During session, the crowd at the Cloak Room is fairly evenly split between legislative staff and lobbyists, with a handful of lawmakers stopping in. If you don’t know who’s who around the Capitol, the surest way to tell them apart is that the members are generally older, the staffers younger, and the lobbyists are the ones with the credit cards, which they are expected to use. Somebody has to pay for the drinks that facilitate all that steam-letting, and according to the people I talked to, it’s the lobby. One lobbyist, who was in at least twice a week when he worked as a Capitol staffer, hardly ever comes in now that he’s on the buying side. “If you’re staff, it’s great, like a never-ending reception,” he said. “But when you walk in as a lobbyist, you’re on the hook for every rep in the room and maybe some whose tabs were forgotten from the week before.” One lobbyist I talked to said he stopped going altogether after being charged for the drinks of a House member and some of the member’s friends he hadn’t even talked to at the bar.

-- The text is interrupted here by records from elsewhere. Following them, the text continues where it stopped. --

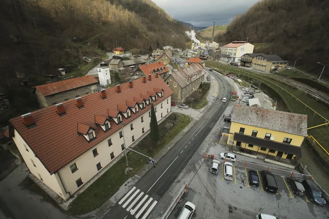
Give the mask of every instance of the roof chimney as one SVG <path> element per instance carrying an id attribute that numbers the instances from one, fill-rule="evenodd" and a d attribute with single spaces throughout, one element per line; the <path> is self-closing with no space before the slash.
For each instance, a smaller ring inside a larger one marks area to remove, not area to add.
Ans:
<path id="1" fill-rule="evenodd" d="M 120 85 L 117 85 L 117 87 L 116 87 L 116 89 L 117 90 L 117 92 L 118 93 L 121 93 L 121 89 L 120 89 Z"/>
<path id="2" fill-rule="evenodd" d="M 81 97 L 75 99 L 75 104 L 79 109 L 82 108 L 83 107 L 83 102 Z"/>
<path id="3" fill-rule="evenodd" d="M 57 111 L 57 113 L 58 113 L 59 115 L 60 115 L 65 113 L 65 109 L 64 109 L 64 106 L 63 106 L 62 103 L 56 104 L 55 106 L 56 110 Z"/>
<path id="4" fill-rule="evenodd" d="M 101 90 L 101 97 L 103 99 L 106 98 L 106 93 L 105 92 L 105 90 L 103 89 Z"/>
<path id="5" fill-rule="evenodd" d="M 22 118 L 23 118 L 23 121 L 24 124 L 27 126 L 29 126 L 35 123 L 34 122 L 34 119 L 32 117 L 32 115 L 30 112 L 29 112 L 26 114 L 24 114 L 21 115 Z"/>

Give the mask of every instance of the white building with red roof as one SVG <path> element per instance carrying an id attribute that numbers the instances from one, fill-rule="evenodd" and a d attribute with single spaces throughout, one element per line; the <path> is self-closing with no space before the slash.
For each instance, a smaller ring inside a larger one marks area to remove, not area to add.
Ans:
<path id="1" fill-rule="evenodd" d="M 241 56 L 253 52 L 254 45 L 247 41 L 233 41 L 220 47 L 220 60 L 239 63 Z"/>

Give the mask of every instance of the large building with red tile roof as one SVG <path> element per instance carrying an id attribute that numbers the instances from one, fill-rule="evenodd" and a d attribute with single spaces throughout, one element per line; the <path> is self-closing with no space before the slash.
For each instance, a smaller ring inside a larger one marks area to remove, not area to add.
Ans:
<path id="1" fill-rule="evenodd" d="M 123 154 L 125 141 L 147 134 L 151 104 L 164 119 L 172 94 L 156 73 L 12 118 L 8 135 L 31 173 L 67 200 Z"/>
<path id="2" fill-rule="evenodd" d="M 34 92 L 41 108 L 97 92 L 98 81 L 92 75 L 35 86 Z"/>
<path id="3" fill-rule="evenodd" d="M 247 41 L 233 41 L 220 48 L 220 60 L 229 63 L 239 63 L 241 56 L 253 51 L 254 45 Z"/>

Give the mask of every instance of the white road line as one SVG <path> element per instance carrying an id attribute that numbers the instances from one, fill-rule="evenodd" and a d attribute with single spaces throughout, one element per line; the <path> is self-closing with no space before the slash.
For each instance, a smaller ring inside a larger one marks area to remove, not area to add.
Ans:
<path id="1" fill-rule="evenodd" d="M 151 203 L 151 202 L 152 202 L 153 200 L 153 199 L 152 199 L 152 198 L 150 198 L 150 199 L 149 200 L 149 201 L 148 201 L 148 202 L 145 204 L 145 205 L 144 205 L 144 206 L 143 206 L 143 208 L 142 208 L 142 209 L 141 209 L 141 211 L 138 212 L 138 213 L 137 214 L 137 215 L 136 215 L 136 218 L 137 219 L 138 219 L 138 218 L 139 218 L 140 216 L 141 216 L 141 215 L 142 215 L 142 214 L 143 213 L 144 210 L 145 210 L 145 209 L 146 209 L 146 208 L 148 207 L 148 206 L 149 205 L 150 205 L 150 203 Z"/>
<path id="2" fill-rule="evenodd" d="M 138 197 L 136 198 L 135 200 L 134 200 L 134 202 L 132 203 L 132 204 L 129 206 L 128 209 L 127 209 L 127 211 L 128 212 L 130 211 L 130 210 L 133 208 L 133 206 L 135 205 L 135 204 L 137 202 L 138 200 L 140 200 L 140 199 L 143 196 L 143 195 L 144 195 L 144 193 L 142 192 L 142 193 L 141 193 Z"/>
<path id="3" fill-rule="evenodd" d="M 129 192 L 127 194 L 127 195 L 126 195 L 126 196 L 125 196 L 125 197 L 123 198 L 123 199 L 122 199 L 121 200 L 120 200 L 120 202 L 119 202 L 119 204 L 121 205 L 122 204 L 122 203 L 124 202 L 124 201 L 125 200 L 126 200 L 126 199 L 128 198 L 128 196 L 129 196 L 129 195 L 133 192 L 133 191 L 134 190 L 135 190 L 135 189 L 136 188 L 136 187 L 135 187 L 135 186 L 134 187 L 133 187 L 133 188 L 129 191 Z"/>
<path id="4" fill-rule="evenodd" d="M 134 193 L 134 195 L 133 195 L 132 196 L 131 196 L 130 197 L 130 198 L 129 198 L 129 199 L 128 199 L 128 200 L 127 202 L 126 202 L 126 203 L 125 203 L 125 204 L 124 204 L 124 205 L 122 206 L 122 207 L 123 207 L 123 208 L 126 208 L 126 207 L 127 207 L 127 206 L 128 205 L 128 204 L 129 204 L 129 203 L 130 203 L 130 202 L 131 202 L 131 201 L 133 200 L 133 199 L 134 199 L 134 197 L 135 197 L 135 196 L 136 196 L 136 195 L 137 195 L 137 194 L 138 194 L 138 193 L 140 192 L 140 190 L 139 189 L 138 189 L 137 191 L 136 192 L 135 192 L 135 193 Z"/>
<path id="5" fill-rule="evenodd" d="M 169 166 L 167 168 L 167 169 L 165 169 L 165 170 L 164 171 L 164 172 L 163 173 L 163 174 L 161 174 L 161 176 L 160 176 L 160 177 L 159 177 L 159 179 L 158 179 L 157 180 L 157 181 L 156 181 L 156 182 L 154 183 L 154 184 L 153 185 L 152 185 L 152 186 L 151 186 L 151 188 L 150 188 L 150 189 L 149 189 L 149 190 L 148 190 L 148 191 L 146 192 L 147 193 L 148 193 L 148 192 L 150 191 L 150 190 L 151 190 L 151 189 L 152 188 L 152 187 L 153 187 L 155 185 L 156 185 L 156 183 L 157 183 L 158 182 L 158 181 L 160 179 L 160 178 L 161 178 L 161 177 L 162 177 L 164 174 L 164 173 L 165 173 L 165 171 L 166 171 L 167 170 L 168 170 L 168 169 L 169 169 L 169 168 L 170 167 L 170 166 L 171 166 L 171 165 L 173 163 L 173 162 L 175 162 L 175 160 L 176 160 L 177 159 L 177 158 L 178 158 L 178 156 L 177 156 L 177 157 L 176 157 L 176 158 L 175 158 L 174 160 L 173 160 L 173 161 L 172 161 L 172 163 L 171 163 L 171 164 L 170 164 L 170 165 L 169 165 Z"/>
<path id="6" fill-rule="evenodd" d="M 151 213 L 151 211 L 152 211 L 152 209 L 153 209 L 153 208 L 157 205 L 157 203 L 158 203 L 158 202 L 156 201 L 155 201 L 152 205 L 150 207 L 149 210 L 148 210 L 147 212 L 146 212 L 146 213 L 143 216 L 143 218 L 142 218 L 142 219 L 146 219 L 146 218 L 148 217 L 149 215 L 150 215 L 150 213 Z"/>
<path id="7" fill-rule="evenodd" d="M 137 205 L 137 206 L 136 206 L 136 208 L 135 208 L 135 209 L 134 209 L 134 211 L 135 211 L 135 212 L 136 212 L 137 211 L 137 210 L 138 210 L 138 209 L 140 208 L 140 207 L 142 206 L 142 204 L 143 204 L 144 203 L 144 202 L 145 202 L 145 200 L 146 200 L 146 199 L 148 197 L 149 197 L 149 196 L 148 196 L 147 195 L 146 196 L 145 196 L 145 197 L 144 197 L 144 198 L 143 198 L 143 199 L 142 200 L 141 202 L 138 203 L 138 205 Z M 130 214 L 131 214 L 131 213 L 130 213 Z"/>

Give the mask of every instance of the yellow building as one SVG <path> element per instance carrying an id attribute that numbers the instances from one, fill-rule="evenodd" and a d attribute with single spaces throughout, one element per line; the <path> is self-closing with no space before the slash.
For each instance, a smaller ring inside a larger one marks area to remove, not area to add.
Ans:
<path id="1" fill-rule="evenodd" d="M 264 53 L 247 53 L 241 56 L 241 65 L 253 69 L 270 72 L 280 71 L 288 64 L 277 55 L 267 55 Z"/>
<path id="2" fill-rule="evenodd" d="M 307 115 L 236 105 L 231 122 L 227 144 L 241 151 L 275 160 L 302 156 Z"/>

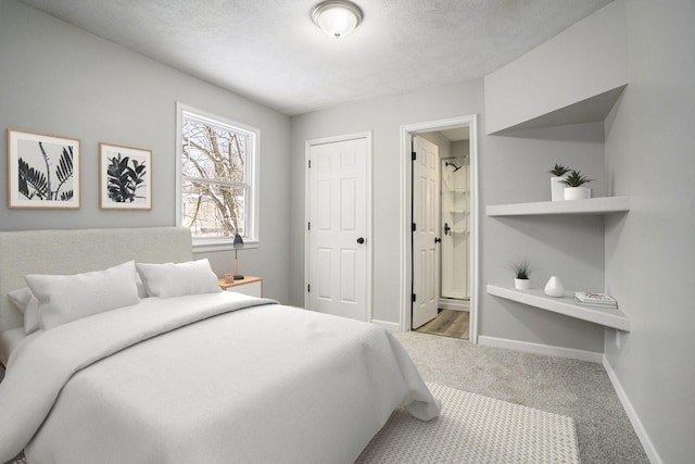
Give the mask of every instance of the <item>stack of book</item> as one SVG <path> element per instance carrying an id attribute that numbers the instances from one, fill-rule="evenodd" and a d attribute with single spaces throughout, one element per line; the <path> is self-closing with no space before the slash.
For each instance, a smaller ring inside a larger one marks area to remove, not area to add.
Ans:
<path id="1" fill-rule="evenodd" d="M 583 306 L 618 308 L 618 302 L 615 298 L 606 293 L 592 293 L 591 291 L 576 291 L 574 302 Z"/>

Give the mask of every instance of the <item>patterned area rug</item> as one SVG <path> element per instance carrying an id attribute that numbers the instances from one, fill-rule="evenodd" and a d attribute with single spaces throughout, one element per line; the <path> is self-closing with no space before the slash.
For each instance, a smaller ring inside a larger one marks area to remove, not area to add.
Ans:
<path id="1" fill-rule="evenodd" d="M 357 463 L 580 464 L 574 421 L 427 384 L 442 413 L 420 422 L 399 410 Z M 24 456 L 12 464 L 27 464 Z"/>
<path id="2" fill-rule="evenodd" d="M 442 413 L 429 423 L 396 411 L 358 463 L 579 464 L 574 421 L 437 384 Z"/>

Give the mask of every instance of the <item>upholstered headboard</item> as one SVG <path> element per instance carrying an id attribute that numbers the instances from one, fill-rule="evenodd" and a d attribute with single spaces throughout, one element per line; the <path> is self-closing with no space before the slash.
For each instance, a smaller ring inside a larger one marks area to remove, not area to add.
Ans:
<path id="1" fill-rule="evenodd" d="M 23 325 L 8 292 L 26 274 L 77 274 L 126 261 L 167 263 L 193 256 L 190 229 L 143 227 L 0 231 L 0 333 Z"/>

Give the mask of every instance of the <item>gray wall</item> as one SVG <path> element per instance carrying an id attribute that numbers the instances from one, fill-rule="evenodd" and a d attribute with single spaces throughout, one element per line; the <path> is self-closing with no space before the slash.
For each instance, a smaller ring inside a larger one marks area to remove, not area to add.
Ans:
<path id="1" fill-rule="evenodd" d="M 481 177 L 482 285 L 513 286 L 510 263 L 528 258 L 535 269 L 531 287 L 557 275 L 567 290 L 604 289 L 602 216 L 486 217 L 489 204 L 551 200 L 555 163 L 595 179 L 594 197 L 605 195 L 604 129 L 601 123 L 488 136 L 479 156 Z M 483 291 L 480 335 L 603 352 L 603 327 L 491 297 Z"/>
<path id="2" fill-rule="evenodd" d="M 597 179 L 603 195 L 603 126 L 584 124 L 514 136 L 485 133 L 482 81 L 476 80 L 404 96 L 349 104 L 292 118 L 292 255 L 290 301 L 304 302 L 304 143 L 363 130 L 374 131 L 374 299 L 372 317 L 400 321 L 400 127 L 480 115 L 480 329 L 481 335 L 603 352 L 603 328 L 484 293 L 485 284 L 511 285 L 508 264 L 522 250 L 534 261 L 538 288 L 552 274 L 569 287 L 604 286 L 603 218 L 496 220 L 486 204 L 549 200 L 555 162 L 581 168 Z"/>
<path id="3" fill-rule="evenodd" d="M 261 247 L 240 252 L 242 271 L 264 277 L 266 296 L 287 299 L 290 120 L 98 38 L 14 0 L 0 2 L 0 129 L 81 140 L 81 209 L 9 210 L 0 188 L 0 229 L 175 225 L 176 101 L 261 129 Z M 153 206 L 99 209 L 99 142 L 151 149 Z M 7 163 L 0 163 L 7 183 Z M 231 252 L 211 253 L 218 275 Z"/>
<path id="4" fill-rule="evenodd" d="M 695 3 L 627 4 L 630 84 L 606 122 L 606 281 L 632 321 L 606 356 L 660 460 L 695 454 Z"/>
<path id="5" fill-rule="evenodd" d="M 381 98 L 292 118 L 290 301 L 304 305 L 304 171 L 306 140 L 372 130 L 372 317 L 399 322 L 400 166 L 402 125 L 481 113 L 482 80 Z"/>

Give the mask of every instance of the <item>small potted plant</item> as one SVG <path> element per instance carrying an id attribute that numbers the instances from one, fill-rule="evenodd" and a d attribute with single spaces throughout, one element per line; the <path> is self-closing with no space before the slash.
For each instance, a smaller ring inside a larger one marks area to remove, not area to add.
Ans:
<path id="1" fill-rule="evenodd" d="M 560 201 L 565 200 L 565 186 L 560 184 L 565 179 L 566 174 L 569 173 L 569 168 L 561 164 L 555 163 L 555 167 L 548 171 L 554 177 L 551 177 L 551 200 Z"/>
<path id="2" fill-rule="evenodd" d="M 517 290 L 528 290 L 531 288 L 531 263 L 526 258 L 511 263 L 514 271 L 514 288 Z"/>
<path id="3" fill-rule="evenodd" d="M 584 184 L 589 184 L 593 179 L 583 176 L 579 171 L 572 170 L 572 172 L 561 180 L 567 187 L 565 187 L 565 200 L 581 200 L 587 197 L 587 190 L 582 187 Z"/>

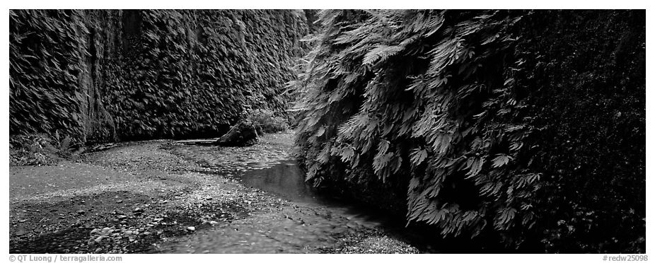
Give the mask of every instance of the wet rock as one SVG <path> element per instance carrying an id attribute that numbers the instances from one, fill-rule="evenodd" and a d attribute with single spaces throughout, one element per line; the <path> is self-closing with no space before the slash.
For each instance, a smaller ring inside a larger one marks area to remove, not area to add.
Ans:
<path id="1" fill-rule="evenodd" d="M 242 122 L 233 126 L 227 134 L 216 141 L 216 144 L 221 146 L 248 146 L 256 144 L 258 140 L 255 126 Z"/>

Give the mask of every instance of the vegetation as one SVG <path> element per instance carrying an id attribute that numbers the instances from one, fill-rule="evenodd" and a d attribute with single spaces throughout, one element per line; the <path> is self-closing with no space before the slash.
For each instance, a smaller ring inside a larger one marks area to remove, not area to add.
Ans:
<path id="1" fill-rule="evenodd" d="M 307 33 L 285 10 L 15 10 L 10 133 L 75 143 L 211 136 L 283 112 Z"/>
<path id="2" fill-rule="evenodd" d="M 643 11 L 319 17 L 293 83 L 308 180 L 404 197 L 444 237 L 644 252 Z"/>

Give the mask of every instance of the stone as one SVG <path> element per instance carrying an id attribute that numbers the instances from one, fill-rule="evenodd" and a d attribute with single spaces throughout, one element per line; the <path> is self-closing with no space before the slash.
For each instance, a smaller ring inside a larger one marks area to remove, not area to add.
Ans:
<path id="1" fill-rule="evenodd" d="M 216 141 L 216 144 L 221 146 L 249 146 L 257 143 L 259 140 L 255 126 L 245 122 L 239 122 L 232 127 L 228 133 L 225 134 Z"/>

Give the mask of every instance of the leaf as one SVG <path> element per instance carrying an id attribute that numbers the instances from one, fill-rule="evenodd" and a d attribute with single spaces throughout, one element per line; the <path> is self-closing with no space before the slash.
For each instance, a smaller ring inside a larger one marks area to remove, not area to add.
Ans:
<path id="1" fill-rule="evenodd" d="M 427 151 L 423 148 L 416 148 L 410 154 L 410 160 L 414 166 L 418 166 L 427 157 Z"/>
<path id="2" fill-rule="evenodd" d="M 507 155 L 502 154 L 502 153 L 497 154 L 496 158 L 492 160 L 492 167 L 496 168 L 505 165 L 509 163 L 510 160 L 511 160 L 511 157 Z"/>

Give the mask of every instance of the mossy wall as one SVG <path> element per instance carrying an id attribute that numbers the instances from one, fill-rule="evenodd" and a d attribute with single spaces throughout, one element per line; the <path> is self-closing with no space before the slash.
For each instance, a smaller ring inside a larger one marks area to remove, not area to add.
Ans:
<path id="1" fill-rule="evenodd" d="M 301 11 L 11 11 L 10 134 L 220 135 L 286 107 L 307 28 Z"/>
<path id="2" fill-rule="evenodd" d="M 644 11 L 319 17 L 296 82 L 308 181 L 434 240 L 645 252 Z"/>

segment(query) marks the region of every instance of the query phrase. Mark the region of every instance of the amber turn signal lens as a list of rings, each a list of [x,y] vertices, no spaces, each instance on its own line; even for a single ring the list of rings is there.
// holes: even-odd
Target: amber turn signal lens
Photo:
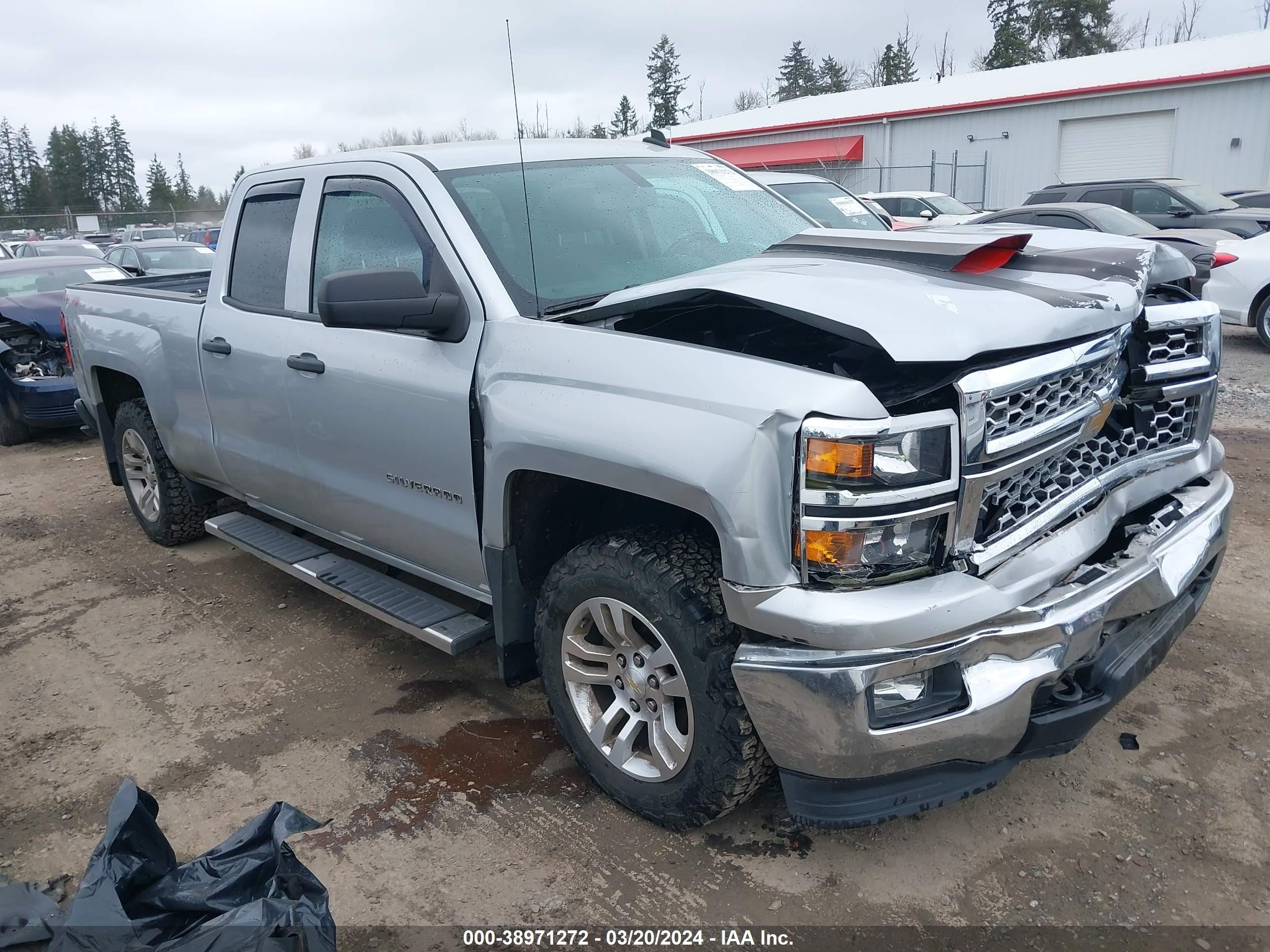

The Cloak Room has been run for the past dozen years by a middle-aged woman known to the regulars simply as Bev. Her drinks are as stiff as her blond bouffant ‘do, and her rule is harsh and absolute. On more than one occasion I’ve thought I heard her mutter “asshole” as I carried drinks from the bar, but more often she says it so that anyone can hear. Early in the 2001 session, a young woman in the company of a lobbyist performed what bystanders delicately termed a brief “lap dance” for a House member seated near the bar. According to those present, the woman was wearing a short skirt and had opted, on this particular evening, to forgo undergarments. Bev came around the bar, shined a flashlight up the woman’s skirt, and handed down judgment swift and severe: The dance was over, as was the woman’s welcome in the bar.

But Bev’s reactions aren’t easy to predict. When the crowd gets thick at the end of the day, she’ll sometimes sit back and turn the operation over to “celebrity bartenders,” lawmakers familiar with the run of the place. When one House member, since retired, was tending bar a few years ago, he found the business too great for a much-needed break and saw no option but to relieve himself into the trash can behind the bar. By all accounts, it was a sloppy release, but it raised not a stir; customers shifted from mixed drinks to bottled beer, which they wisely asked to open themselves, and the night headed on.

According to legend, when House members got carried away during Laney’s reign as Speaker, Bev called him to let him know, and the members shaped up without another word said. Laney brushes such rumor aside. “Have you ever been in there?” he asked. “Bev takes care of things pretty well herself.”

Most nights she doesn’t need to. As crazy as the Cloak Room occasionally gets, it’s comfort, not chaos, that draws the pols in. A former legislative aide said that one night he saw most of the Texas Legislative Black Caucus, which is thoroughly Democratic, coming down the stairs just as he, a starched Republican drinking with some like-minded friends, finished punching most of Al Green’s greatest hits into the jukebox. He said the caucus’s timing was perfect. Tables were pushed into a corner and the barroom converted into a big dance party, the two groups blending into a single strutting mass.

That kind of confluence won’t occur on the floor of the House or of the Austin Club, but if the frequency with which it takes place at the Cloak Room is any indication, it has to happen somewhere. How fortunate for the Lege that it can happen in a bar that’s only an empty beer bottle’s throw from where they work. That way, after the pols take their taxi rides home at night, they won’t need to worry about fetching their cars the next morning. They’re already parked at the office.